In this review, we outline the first-row transition metal-catalyzed hydroelementation of pyridines and quinolines with dihydrogen (from H3N⋅BH3), hydrosilanes, or hydroboranes to selectively provide the 1,2- or 1,4-dihydro products. We also describe the regioselectivity and working mode of the catalytic systems on the basis of experimental and/or computational mechanistic observations and insights.
Abstract
Catalytic partial reduction of N-heteroarenes with H2 or H[E] (E=Si, B-based) has been a useful and general method for synthesis of a broad range of dihydropyridines (DHP) and dihydroquinolines (DHQ). In recent seven years, one of the most notable advances in this context is being able to utilize earth-abundant and inexpensive first-row transition metal-based catalytic systems.

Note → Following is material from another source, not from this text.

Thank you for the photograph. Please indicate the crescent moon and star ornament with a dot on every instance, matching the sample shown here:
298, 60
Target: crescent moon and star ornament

These catalytic procedures are generally considered more environmentally benign and sustainable when compared to conventional catalytic systems relying on precious metals. This Review describes 20 molecular catalytic systems based on first-row transition metals for selective single hydroelementation of pyridines and quinolines with H2 surrogate, hydrosilanes, and hydroboranes providing 1,2- or 1,4-dihydropyridines and -dihydroquinolines. The observed reaction profiles such as scope and activity are briefly presented, while the proposed working modes over a series of elemental steps – H−[E] bond cleavage, hydride (H−) or hydrogen atom (H⋅) transfer, and product release, are discussed in detail on the basis of experimental and/or computational mechanistic observations and insights.